Since my eyes got bad a little over a year ago, I’ve had to listen to books rather than read. (It’s frustrating.) Having listened to a couple of hundred audiobooks over that span, I have a pretty decent idea of what constitutes good narration.

As an aside, something around six months ago, I got an email from Google Play, inviting me to be one of their beta testers for AI (Artificial Intelligence) book narration. I’d just paid about $3,500 (!) to convert Reinventing Herself into an audiobook and thought perhaps this would be a less expensive way to get one of my other fictions books into that format. I don’t remember my specific objections to the contract but I do remember thinking it wasn’t favorable to authors, so nixed that idea.

Sometime last week, I read that Apple Books had quietly introduced AI Narration into their library. Out of curiosity, I looked into it. It took me a bit to find a genre I liked and a storyline I was willing to potentially waste some money on. There were a few free options but I wasn’t interested in the book descriptions. I finally settled on a crime fiction novel for $2.99. I won’t name the book or author – were I they, I’d be embarrassed.
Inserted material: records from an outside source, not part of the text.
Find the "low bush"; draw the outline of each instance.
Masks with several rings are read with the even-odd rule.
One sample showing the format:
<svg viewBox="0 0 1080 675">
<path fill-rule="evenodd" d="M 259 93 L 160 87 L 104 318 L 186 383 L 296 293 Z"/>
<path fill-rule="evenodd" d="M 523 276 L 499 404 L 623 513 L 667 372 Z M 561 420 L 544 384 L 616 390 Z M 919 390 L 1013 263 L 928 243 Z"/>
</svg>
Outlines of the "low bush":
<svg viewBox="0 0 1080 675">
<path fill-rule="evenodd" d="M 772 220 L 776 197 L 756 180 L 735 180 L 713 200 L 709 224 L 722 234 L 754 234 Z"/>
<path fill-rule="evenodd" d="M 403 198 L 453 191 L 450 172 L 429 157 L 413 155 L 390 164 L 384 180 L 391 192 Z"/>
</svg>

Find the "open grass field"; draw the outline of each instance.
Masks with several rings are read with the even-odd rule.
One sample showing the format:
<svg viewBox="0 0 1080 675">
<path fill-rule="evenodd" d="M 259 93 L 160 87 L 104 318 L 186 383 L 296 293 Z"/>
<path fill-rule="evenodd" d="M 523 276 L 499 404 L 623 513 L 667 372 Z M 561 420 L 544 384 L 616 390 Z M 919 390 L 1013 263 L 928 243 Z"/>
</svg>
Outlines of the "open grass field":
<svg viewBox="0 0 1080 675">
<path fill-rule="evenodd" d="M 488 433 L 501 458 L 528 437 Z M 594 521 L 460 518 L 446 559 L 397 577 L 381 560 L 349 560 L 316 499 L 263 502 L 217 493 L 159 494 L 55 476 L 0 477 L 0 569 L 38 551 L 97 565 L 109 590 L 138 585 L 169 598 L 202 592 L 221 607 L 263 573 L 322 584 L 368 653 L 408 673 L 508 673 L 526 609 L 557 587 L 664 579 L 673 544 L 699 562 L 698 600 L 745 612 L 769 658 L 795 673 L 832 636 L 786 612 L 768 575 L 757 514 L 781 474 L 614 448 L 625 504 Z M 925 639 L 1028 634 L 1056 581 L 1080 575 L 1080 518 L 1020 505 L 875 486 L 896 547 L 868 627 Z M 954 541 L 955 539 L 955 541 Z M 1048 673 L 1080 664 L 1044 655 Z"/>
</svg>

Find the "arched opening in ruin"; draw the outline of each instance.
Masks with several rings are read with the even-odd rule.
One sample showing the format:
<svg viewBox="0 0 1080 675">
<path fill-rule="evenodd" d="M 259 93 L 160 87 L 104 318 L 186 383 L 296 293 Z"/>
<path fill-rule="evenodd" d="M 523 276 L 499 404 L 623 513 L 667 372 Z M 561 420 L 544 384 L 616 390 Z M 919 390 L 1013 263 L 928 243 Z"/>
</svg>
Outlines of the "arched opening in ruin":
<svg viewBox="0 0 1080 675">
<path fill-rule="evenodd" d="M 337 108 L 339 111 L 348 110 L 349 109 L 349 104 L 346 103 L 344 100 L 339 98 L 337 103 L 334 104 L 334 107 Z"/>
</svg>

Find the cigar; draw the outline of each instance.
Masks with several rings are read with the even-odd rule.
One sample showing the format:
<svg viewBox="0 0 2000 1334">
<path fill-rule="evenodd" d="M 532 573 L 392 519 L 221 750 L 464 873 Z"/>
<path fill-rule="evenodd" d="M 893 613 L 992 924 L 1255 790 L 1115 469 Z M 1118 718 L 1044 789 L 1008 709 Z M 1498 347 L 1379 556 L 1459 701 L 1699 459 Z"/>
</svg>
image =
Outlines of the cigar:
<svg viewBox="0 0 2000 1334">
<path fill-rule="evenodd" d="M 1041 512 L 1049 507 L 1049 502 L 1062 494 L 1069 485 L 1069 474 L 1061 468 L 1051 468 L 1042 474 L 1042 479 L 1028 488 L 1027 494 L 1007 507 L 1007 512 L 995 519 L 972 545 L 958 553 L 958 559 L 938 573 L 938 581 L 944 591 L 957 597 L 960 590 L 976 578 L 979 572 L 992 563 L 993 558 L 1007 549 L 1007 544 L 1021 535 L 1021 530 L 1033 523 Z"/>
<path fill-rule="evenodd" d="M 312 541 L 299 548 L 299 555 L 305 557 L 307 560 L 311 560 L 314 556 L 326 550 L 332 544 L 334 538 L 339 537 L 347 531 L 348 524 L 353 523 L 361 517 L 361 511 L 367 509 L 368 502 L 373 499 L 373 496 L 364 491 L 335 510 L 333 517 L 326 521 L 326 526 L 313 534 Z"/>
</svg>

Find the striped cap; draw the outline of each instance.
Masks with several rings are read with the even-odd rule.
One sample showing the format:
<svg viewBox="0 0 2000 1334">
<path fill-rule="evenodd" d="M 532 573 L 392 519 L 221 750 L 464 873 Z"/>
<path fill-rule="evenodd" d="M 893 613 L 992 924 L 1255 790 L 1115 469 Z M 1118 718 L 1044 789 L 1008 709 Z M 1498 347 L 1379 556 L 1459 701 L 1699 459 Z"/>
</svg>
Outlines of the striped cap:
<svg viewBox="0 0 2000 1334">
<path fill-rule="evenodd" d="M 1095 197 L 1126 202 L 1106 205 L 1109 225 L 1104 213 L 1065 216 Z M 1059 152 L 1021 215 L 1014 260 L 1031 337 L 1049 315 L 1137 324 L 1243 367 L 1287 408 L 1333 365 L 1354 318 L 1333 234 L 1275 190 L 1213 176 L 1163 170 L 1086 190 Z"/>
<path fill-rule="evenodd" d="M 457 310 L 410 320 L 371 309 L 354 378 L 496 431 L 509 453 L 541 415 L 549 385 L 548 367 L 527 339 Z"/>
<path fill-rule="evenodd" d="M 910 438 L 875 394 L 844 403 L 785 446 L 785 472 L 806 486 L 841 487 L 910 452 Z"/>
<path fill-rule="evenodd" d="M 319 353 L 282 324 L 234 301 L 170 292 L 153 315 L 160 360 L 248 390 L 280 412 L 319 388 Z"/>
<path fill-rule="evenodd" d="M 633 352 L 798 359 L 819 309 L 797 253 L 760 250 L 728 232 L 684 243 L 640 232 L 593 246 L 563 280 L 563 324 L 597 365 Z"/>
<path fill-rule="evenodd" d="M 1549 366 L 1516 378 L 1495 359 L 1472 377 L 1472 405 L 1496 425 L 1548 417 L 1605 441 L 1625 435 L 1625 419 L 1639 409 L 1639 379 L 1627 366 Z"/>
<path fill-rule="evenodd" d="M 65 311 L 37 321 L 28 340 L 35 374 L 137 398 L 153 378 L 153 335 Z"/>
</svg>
Anyhoo, five minutes in, I could tell I wouldn’t be buying another AI-narrated book for some time. The (male) voice was pleasant but the pacing! I was hearing periods where there are probably commas or semicolons.

Then it became obvious AI hasn’t learned all the nuances of the English language. It definitely has difficulty with compound words: boyfriend is articulated as boy friend, seagull is sea gull, etc. The really obvious faux pas: roly-poly was pronounced as roly-polly. (I get where it got that pronunciation from but…)

It also had difficulty with one of the character’s names. I don’t have the written word to check, but I believe his name is Captain Coate. There was no consistency to the pronunciation – sometimes it would be, “Coat” (probably correct), sometimes it would be, “Coaté.”

The last, and probably secondary issue after the pacing was the lack of differentiation in the characters’ voices. When one reads a book, your imagination translates the written word into something you hear in your brain. You give the characters different voices. When listening to a book, it’s up to the narrator (or reader, or performer – whichever term you prefer) to make that translation for you. This AI did not do that. It simply read the book. There are a few places where it seemed it was attempting to make different voices but it wasn’t consistent and they really weren’t all that dissimilar. That, at times, makes it difficult to follow conversations when there is no dialogue tag.

I finished the book because it’s a damned fine story but my verdict: AI Narration is Not Ready for Prime Time.